Let s denote the score to reach in order to win the game, and let E(s) denote the expectation of the number of turns player P takes before s/he wins. It is clear that if s=0, then E(s)=E(0)=0. So, assume s>0. So, player P rolls the three dice in his/her first turn. Exactly one of the following will happen:

(1) A={ X=Y=Z} with P{A}=1/(d^2),

(2) B={(X=Y!=Z) or (X=Z!=Y) or (Y=Z!=X)} with P{B}=3*{(d-1)/(d^2)},

(3) C=!{A or B} with P{C}=1 - (P{A} + P{B}) = 1 - {1/(d^2) + 3*{(d-1)/(d^2)}}.

So,

E(s) = 1 + (A: game ends)*P{A} + (B: 1 point is gained)*P{B} + (C: player P tries anew)*P{C}.

So,

E(s) = 1 +(0)*P{A} + (E(s-1))*( 3*{(d-1)/(d^2)}) + (1 - {1/(d^2) + 3*{(d-1)/(d^2)}})*E(s).

Simplifying the preceding, we get:

E(s) = {(d^2)/(3d-2)} + {3(d-1)/(3d-2)}*E(s-1).

Solving the preceding, we get:

E(s) = (d^2)*{1 - {(3d-3)/(3d-2)}^s}.

So, letting d=6 and s=10, we get:

E(10) = 17.119422.

So, player P takes about 17 turns on average to win the game assuming s/he wins.

Doubling this number will give the average number of turns in the game before it ends.

MathsManiac

Indeed, and 'twould be more elegant if not couched in such user-unfriendly language!

This is precisely the kind of elegant solution I suspected should exist, involving a recurrence relation, but I was unsure of the territory involved in the step:

E(s) = 1 + (A: game ends)*P{A} + (B: 1 point is gained)*P{B} + (C: player P tries anew)*P{C}.

I also wonder whether there's some legitimate way of combining the expected time to finish if the game consisted only of the "doubles" rule (i.e. 22.5) with the expected time if only the triples rule existed (i.e. 36) to get the answer, but I can't see it.

hivizman

MathsManiac wrote: »

Indeed, and 'twould be more elegant if not couched in such user-unfriendly language!

This is precisely the kind of elegant solution I suspected should exist, involving a recurrence relation.

Also good that it's a general solution for dice with any number of faces and for any required points score to win.

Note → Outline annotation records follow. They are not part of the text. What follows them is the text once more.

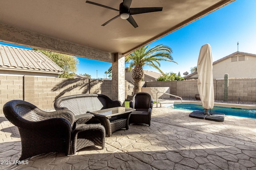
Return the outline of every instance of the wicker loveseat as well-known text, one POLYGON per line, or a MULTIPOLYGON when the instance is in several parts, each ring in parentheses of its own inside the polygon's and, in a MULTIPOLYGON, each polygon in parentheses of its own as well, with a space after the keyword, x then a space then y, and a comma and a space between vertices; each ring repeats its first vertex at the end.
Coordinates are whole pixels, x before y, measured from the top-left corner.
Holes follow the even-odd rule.
POLYGON ((68 109, 75 115, 76 124, 85 123, 94 116, 88 111, 120 107, 119 101, 113 101, 103 94, 80 94, 62 97, 54 104, 55 109, 68 109))
POLYGON ((19 130, 22 146, 20 160, 44 153, 69 153, 74 121, 71 111, 46 112, 19 100, 8 102, 3 110, 6 118, 19 130))
POLYGON ((62 97, 57 99, 54 107, 57 110, 68 109, 75 115, 72 136, 73 153, 80 149, 95 145, 104 148, 106 131, 98 124, 100 120, 88 111, 95 111, 121 106, 119 101, 113 101, 105 95, 81 94, 62 97), (86 124, 85 124, 86 123, 86 124))

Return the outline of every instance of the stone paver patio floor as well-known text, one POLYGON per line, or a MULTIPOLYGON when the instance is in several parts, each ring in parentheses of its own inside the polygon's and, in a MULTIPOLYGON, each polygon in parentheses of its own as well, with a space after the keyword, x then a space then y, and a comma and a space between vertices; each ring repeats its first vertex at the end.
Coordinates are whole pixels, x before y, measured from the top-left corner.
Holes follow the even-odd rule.
MULTIPOLYGON (((191 111, 153 109, 150 127, 131 125, 74 155, 49 153, 20 164, 17 128, 0 118, 0 169, 256 169, 256 119, 225 116, 224 122, 189 117, 191 111)), ((20 162, 22 163, 22 162, 20 162)))

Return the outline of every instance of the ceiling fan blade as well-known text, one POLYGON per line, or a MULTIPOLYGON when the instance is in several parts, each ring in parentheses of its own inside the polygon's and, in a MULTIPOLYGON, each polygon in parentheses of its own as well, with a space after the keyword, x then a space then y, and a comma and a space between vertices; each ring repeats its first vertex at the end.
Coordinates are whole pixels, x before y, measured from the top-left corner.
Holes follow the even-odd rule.
POLYGON ((131 6, 132 0, 124 0, 123 6, 125 7, 127 10, 129 10, 130 7, 131 6))
POLYGON ((107 24, 108 24, 108 23, 109 23, 111 21, 113 21, 114 19, 115 19, 116 18, 118 18, 120 16, 120 15, 118 15, 117 16, 116 16, 115 17, 114 17, 113 18, 109 20, 108 21, 107 21, 105 23, 103 23, 102 25, 101 25, 101 26, 105 26, 105 25, 107 25, 107 24))
POLYGON ((137 25, 137 23, 136 23, 135 20, 133 19, 133 18, 132 16, 130 16, 129 18, 127 18, 126 20, 128 21, 132 25, 132 26, 133 26, 134 28, 137 28, 138 27, 138 25, 137 25))
POLYGON ((118 10, 117 10, 116 9, 113 8, 112 8, 110 7, 109 6, 105 6, 105 5, 102 5, 101 4, 98 4, 93 2, 89 1, 88 0, 86 1, 85 2, 88 3, 88 4, 90 4, 93 5, 95 5, 98 6, 101 6, 102 7, 110 9, 110 10, 114 10, 115 11, 119 11, 118 10))
POLYGON ((134 8, 130 8, 130 15, 136 15, 139 14, 162 11, 163 7, 134 8))

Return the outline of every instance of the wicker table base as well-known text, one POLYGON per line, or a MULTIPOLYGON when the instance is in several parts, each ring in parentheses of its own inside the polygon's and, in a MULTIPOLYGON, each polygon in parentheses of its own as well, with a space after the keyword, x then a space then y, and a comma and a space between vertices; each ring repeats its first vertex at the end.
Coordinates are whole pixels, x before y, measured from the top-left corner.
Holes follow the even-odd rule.
POLYGON ((105 127, 106 135, 109 137, 118 129, 129 129, 129 119, 132 112, 135 110, 130 108, 118 107, 90 113, 99 119, 100 123, 105 127))

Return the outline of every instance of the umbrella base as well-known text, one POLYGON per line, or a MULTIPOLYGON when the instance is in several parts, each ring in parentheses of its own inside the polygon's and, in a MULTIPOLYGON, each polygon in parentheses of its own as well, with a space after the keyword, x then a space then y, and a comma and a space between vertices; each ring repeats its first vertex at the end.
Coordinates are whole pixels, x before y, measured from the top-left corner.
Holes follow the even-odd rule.
POLYGON ((225 114, 211 113, 210 115, 205 115, 204 111, 194 110, 189 114, 189 117, 200 119, 222 122, 224 121, 225 114))

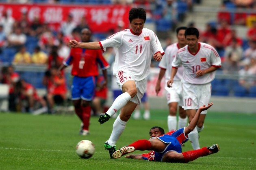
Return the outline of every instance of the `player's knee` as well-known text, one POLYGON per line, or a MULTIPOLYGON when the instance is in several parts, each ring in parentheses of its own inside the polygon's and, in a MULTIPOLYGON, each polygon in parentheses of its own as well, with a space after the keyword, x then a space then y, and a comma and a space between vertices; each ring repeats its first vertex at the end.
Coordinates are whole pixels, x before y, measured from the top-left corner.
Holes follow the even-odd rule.
POLYGON ((127 91, 127 93, 130 94, 132 98, 135 96, 137 94, 137 88, 136 87, 130 88, 127 91))
POLYGON ((169 115, 171 116, 175 116, 176 115, 176 113, 177 113, 177 110, 173 107, 170 107, 169 108, 169 115))

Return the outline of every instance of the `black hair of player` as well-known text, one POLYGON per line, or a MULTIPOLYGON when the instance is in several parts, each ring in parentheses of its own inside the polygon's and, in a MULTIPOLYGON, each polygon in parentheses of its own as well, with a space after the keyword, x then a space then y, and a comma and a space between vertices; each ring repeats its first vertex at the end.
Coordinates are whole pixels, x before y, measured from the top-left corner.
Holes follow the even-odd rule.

By the way, the discussion on Wilmott.com, which also includes the Markov transition matrix, is here.

MathsManiac wrote: »

I also wonder whether there's some legitimate way of combining the expected time to finish if the game consisted only of the "doubles" rule (i.e. 22.5) with the expected time if only the triples rule existed (i.e. 36) to get the answer, but I can't see it.

I don't see it either. I think that it's the fact that a triple wins the game whatever the previous score was that complicates things - this was what threw out my original calculation of 14.4 turns.

EamonnKeane

thanks everyone; i had guessed it was about 21